Changes to paralogy in release 94

We’ve heard from a number of you about missing paralogues in release 94. We have lost some paralogy relationships and we’re looking to restore them in future. We’re sorry for any problems this caused.

For release 94, we launched a major change to our gene tree pipeline, which we use to infer orthologues and paralogues. In our previous pipeline, we used BLAST for clustering of the genes, but for the recent release we switched to using HMMs instead. There are three major benefits of using HMMs.

The first benefit is that we are able to add new genes into the cluster without re-running the clustering step. This means that when we get new genomes (which we’re now doing at a greatly amplified rate), or new genes in our existing genomes, the old gene trees will remain intact, just with additional genes. We believe and have heard from you that accurate and stable gene trees are valuable, so this would be a great improvement.

The second benefit is that we can manually move genes between trees if we believe that annotation is correct.

The third benefit is that we believe the HMMs are stricter than the old BLAST clustering methods. This means that some larger gene trees with questionable duplication nodes are broken up. There was additional payoff in that the smaller trees give us more potential for adding more genomes and genes, as the compute power needed to align and cluster the sequences in the larger trees was so great. Indeed, the relationships between the smaller sub-trees were unstable between releases because of the difficulty in alignment.

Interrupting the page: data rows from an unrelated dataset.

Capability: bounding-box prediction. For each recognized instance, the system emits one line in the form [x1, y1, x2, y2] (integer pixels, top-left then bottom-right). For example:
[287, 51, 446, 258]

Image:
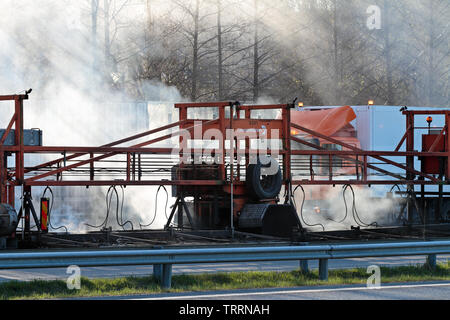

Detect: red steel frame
[0, 95, 450, 211]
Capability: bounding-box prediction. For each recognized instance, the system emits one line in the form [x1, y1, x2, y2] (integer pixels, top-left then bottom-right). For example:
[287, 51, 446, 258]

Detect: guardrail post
[319, 259, 328, 281]
[426, 254, 436, 269]
[161, 264, 172, 289]
[300, 260, 309, 273]
[153, 246, 163, 281]
[153, 264, 162, 281]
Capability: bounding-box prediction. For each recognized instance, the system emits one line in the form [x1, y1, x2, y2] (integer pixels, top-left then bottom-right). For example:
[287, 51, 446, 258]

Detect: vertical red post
[219, 105, 226, 181]
[445, 111, 450, 180]
[406, 112, 414, 180]
[0, 148, 7, 203]
[14, 96, 24, 183]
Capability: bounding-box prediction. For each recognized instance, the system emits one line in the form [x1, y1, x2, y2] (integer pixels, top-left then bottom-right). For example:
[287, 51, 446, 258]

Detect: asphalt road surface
[125, 282, 450, 301]
[0, 255, 450, 282]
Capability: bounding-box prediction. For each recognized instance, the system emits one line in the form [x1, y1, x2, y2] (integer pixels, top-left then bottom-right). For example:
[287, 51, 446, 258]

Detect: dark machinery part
[0, 129, 43, 147]
[0, 203, 18, 237]
[239, 203, 301, 237]
[246, 157, 282, 200]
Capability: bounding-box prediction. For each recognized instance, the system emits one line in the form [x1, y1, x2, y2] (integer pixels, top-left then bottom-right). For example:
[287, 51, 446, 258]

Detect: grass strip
[0, 262, 450, 300]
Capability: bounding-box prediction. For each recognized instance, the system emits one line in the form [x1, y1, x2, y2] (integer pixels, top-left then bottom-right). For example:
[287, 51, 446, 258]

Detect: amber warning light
[41, 198, 50, 233]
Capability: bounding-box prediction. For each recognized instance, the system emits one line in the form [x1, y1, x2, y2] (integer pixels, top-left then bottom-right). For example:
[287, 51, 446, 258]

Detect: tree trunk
[104, 0, 111, 73]
[91, 0, 99, 71]
[384, 0, 394, 105]
[191, 0, 199, 101]
[253, 0, 259, 102]
[217, 0, 224, 101]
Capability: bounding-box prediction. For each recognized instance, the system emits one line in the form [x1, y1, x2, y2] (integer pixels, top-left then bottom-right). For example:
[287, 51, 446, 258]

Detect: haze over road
[126, 282, 450, 300]
[0, 255, 450, 282]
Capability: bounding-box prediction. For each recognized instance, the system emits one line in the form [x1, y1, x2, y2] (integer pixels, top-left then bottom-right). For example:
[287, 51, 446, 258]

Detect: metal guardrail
[0, 241, 450, 288]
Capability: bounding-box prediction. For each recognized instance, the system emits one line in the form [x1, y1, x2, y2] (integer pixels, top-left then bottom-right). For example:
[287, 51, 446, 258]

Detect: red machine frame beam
[291, 123, 439, 183]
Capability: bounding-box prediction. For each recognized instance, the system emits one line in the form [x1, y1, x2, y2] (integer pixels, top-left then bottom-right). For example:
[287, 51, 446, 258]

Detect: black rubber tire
[246, 158, 282, 200]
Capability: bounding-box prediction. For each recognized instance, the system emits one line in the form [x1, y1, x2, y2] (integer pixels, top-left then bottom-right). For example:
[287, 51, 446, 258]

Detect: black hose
[342, 184, 378, 227]
[139, 185, 169, 229]
[114, 186, 134, 230]
[42, 186, 68, 233]
[292, 184, 325, 231]
[85, 186, 117, 228]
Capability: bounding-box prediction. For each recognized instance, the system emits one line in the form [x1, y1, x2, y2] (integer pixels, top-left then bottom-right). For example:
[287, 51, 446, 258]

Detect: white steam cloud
[0, 0, 183, 232]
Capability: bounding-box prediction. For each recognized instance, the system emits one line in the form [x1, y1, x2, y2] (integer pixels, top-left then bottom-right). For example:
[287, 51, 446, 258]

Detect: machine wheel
[246, 156, 282, 200]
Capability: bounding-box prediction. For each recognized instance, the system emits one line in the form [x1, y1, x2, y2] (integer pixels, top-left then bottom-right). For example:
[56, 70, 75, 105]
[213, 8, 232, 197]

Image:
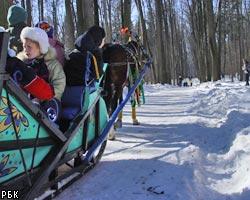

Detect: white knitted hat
[20, 27, 50, 54]
[0, 26, 6, 33]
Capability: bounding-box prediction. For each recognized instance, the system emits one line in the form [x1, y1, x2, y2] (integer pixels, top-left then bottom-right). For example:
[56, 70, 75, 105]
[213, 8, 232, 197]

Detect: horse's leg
[115, 94, 123, 128]
[131, 99, 140, 125]
[108, 85, 122, 140]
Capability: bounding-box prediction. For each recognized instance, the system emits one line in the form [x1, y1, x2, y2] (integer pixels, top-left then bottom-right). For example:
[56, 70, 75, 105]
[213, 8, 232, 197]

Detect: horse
[103, 40, 148, 139]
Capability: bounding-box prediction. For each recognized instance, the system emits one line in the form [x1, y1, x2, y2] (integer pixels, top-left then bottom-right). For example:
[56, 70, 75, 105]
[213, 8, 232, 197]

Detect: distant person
[178, 75, 183, 87]
[7, 5, 28, 54]
[189, 76, 193, 87]
[35, 21, 65, 66]
[242, 59, 250, 85]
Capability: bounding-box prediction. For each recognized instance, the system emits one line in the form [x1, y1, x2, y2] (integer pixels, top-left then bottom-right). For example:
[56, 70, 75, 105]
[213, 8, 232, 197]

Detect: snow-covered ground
[57, 81, 250, 200]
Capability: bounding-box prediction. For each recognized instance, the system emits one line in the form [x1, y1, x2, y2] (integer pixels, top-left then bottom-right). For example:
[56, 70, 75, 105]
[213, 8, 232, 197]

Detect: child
[17, 27, 66, 101]
[0, 26, 54, 100]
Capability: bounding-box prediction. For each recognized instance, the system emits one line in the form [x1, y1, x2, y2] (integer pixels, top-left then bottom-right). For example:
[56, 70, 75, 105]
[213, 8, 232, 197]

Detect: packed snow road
[57, 82, 250, 200]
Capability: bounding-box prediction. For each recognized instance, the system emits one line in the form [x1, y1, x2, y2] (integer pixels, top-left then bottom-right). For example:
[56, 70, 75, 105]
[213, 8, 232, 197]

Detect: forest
[0, 0, 250, 84]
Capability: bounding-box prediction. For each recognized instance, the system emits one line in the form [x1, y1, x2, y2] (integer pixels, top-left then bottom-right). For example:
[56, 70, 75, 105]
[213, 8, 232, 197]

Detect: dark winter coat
[7, 22, 27, 54]
[64, 32, 103, 86]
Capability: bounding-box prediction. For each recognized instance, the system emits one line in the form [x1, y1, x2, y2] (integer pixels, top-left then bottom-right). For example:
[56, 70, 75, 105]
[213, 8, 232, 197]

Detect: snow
[56, 81, 250, 200]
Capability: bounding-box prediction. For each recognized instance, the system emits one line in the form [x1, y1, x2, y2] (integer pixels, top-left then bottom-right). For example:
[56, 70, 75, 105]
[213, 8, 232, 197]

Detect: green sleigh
[0, 33, 110, 199]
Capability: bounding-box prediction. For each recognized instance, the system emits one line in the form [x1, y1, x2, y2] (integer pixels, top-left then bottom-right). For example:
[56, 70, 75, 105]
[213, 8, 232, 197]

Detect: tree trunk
[82, 0, 94, 31]
[155, 0, 168, 84]
[205, 0, 220, 81]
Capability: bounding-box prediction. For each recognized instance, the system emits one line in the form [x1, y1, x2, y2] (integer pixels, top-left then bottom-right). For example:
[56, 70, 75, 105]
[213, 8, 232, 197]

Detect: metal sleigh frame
[0, 33, 151, 200]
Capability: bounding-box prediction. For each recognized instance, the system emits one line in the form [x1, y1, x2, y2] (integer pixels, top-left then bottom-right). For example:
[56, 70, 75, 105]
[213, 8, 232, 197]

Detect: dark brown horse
[103, 41, 148, 138]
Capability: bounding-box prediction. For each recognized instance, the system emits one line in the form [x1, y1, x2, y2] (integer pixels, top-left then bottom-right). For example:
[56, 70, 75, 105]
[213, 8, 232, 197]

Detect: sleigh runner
[0, 33, 150, 199]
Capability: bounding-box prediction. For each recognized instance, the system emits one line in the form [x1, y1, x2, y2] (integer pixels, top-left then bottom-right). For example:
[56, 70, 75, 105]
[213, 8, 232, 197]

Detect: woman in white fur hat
[17, 27, 66, 100]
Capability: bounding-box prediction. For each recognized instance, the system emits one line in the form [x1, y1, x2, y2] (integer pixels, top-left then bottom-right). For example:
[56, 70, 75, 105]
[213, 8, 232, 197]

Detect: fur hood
[17, 47, 56, 62]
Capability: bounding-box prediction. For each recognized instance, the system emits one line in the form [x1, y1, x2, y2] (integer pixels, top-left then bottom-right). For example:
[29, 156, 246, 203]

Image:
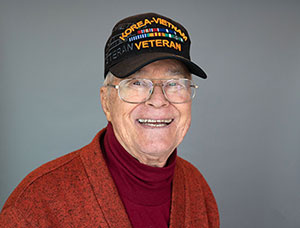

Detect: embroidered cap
[104, 13, 207, 78]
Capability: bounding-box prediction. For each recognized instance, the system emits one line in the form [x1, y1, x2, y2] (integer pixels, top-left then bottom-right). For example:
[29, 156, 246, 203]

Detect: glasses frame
[105, 78, 198, 104]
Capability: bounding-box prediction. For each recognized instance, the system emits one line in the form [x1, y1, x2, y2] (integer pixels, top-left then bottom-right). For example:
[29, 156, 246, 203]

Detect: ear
[100, 86, 111, 121]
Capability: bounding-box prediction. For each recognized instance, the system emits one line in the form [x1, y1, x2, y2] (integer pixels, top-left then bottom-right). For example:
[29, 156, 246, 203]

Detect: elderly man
[0, 13, 219, 228]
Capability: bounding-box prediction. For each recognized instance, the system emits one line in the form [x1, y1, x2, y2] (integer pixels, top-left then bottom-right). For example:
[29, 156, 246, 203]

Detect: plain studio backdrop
[0, 0, 300, 228]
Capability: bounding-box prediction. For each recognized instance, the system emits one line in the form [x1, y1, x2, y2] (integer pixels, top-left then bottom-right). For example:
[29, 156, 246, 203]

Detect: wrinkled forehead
[129, 59, 191, 79]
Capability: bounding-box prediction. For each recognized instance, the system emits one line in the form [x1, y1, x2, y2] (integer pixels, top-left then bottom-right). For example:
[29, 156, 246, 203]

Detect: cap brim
[109, 52, 207, 79]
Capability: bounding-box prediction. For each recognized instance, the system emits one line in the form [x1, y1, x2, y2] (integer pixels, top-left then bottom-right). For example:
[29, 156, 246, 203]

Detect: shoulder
[3, 150, 80, 210]
[176, 157, 216, 199]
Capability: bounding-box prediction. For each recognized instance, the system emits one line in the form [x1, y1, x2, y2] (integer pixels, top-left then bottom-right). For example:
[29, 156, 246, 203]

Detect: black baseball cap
[104, 13, 207, 78]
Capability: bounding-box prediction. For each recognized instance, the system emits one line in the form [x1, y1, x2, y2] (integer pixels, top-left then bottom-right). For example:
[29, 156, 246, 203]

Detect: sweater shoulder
[2, 149, 82, 210]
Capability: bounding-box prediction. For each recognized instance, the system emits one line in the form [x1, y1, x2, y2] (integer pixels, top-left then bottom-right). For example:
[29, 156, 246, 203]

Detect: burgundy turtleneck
[104, 123, 177, 228]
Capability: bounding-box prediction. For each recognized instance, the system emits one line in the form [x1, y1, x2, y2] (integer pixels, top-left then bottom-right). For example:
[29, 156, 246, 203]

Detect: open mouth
[138, 119, 174, 127]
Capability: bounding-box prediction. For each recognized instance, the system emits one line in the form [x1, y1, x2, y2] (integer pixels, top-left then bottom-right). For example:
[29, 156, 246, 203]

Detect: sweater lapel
[81, 129, 131, 228]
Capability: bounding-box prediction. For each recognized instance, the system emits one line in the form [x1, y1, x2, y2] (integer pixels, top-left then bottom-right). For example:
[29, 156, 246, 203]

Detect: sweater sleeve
[0, 206, 32, 228]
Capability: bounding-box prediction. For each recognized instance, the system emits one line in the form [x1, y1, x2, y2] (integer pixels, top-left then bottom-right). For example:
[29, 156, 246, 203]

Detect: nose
[145, 85, 169, 108]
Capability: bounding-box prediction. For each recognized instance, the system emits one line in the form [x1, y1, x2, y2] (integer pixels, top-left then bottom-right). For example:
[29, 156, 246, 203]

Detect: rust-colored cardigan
[0, 129, 219, 228]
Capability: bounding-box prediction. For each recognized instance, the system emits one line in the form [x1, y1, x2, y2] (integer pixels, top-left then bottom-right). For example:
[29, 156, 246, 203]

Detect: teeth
[138, 119, 172, 126]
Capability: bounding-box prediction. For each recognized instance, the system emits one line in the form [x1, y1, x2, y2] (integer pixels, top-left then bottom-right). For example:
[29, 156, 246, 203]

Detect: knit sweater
[103, 123, 176, 228]
[0, 129, 219, 228]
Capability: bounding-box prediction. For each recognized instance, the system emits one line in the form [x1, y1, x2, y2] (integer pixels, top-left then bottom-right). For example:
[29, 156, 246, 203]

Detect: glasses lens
[164, 78, 195, 103]
[119, 78, 152, 103]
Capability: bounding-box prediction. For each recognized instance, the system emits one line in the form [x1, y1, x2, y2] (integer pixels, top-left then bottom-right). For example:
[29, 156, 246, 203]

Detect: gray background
[0, 0, 300, 228]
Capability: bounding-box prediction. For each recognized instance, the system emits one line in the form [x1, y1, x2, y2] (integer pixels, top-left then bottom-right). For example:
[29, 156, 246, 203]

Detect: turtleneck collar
[104, 123, 177, 206]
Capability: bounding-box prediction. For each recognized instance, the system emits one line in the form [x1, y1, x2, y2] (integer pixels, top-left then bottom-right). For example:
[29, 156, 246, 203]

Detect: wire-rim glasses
[106, 78, 198, 104]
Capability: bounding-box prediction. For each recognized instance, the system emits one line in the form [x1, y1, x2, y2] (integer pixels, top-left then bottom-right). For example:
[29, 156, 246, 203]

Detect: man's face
[101, 59, 191, 166]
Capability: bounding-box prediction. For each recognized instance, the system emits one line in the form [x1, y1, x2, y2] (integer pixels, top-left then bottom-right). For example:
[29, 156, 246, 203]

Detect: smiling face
[101, 59, 191, 167]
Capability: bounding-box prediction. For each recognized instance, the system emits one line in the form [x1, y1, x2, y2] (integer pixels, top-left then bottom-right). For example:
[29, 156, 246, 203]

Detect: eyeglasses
[106, 78, 198, 104]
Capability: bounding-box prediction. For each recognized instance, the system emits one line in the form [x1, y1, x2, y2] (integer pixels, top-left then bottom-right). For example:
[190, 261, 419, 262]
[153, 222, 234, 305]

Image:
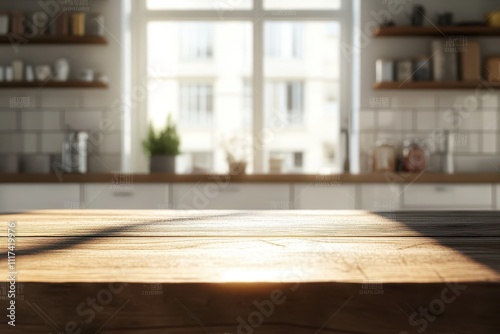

In retrospect, we discovered that some large gene trees with many real duplication nodes have been inappropriately broken up, which means that we have lost some of the paralogy relationships.

We are looking into how to fix this now, with the idea to keep the smaller sub-trees the size they are and link them together, such that the super-tree could be displayed if needed. This would mean that the paralogues between the sub-trees would be linked back together.

We apologise to anyone who is working with paralogues and has found data missing. Please let us know if your favourite gene families have been affected and we will add them to our list of test genes. You can still get the old paralogy relationships using our archive site for release 93.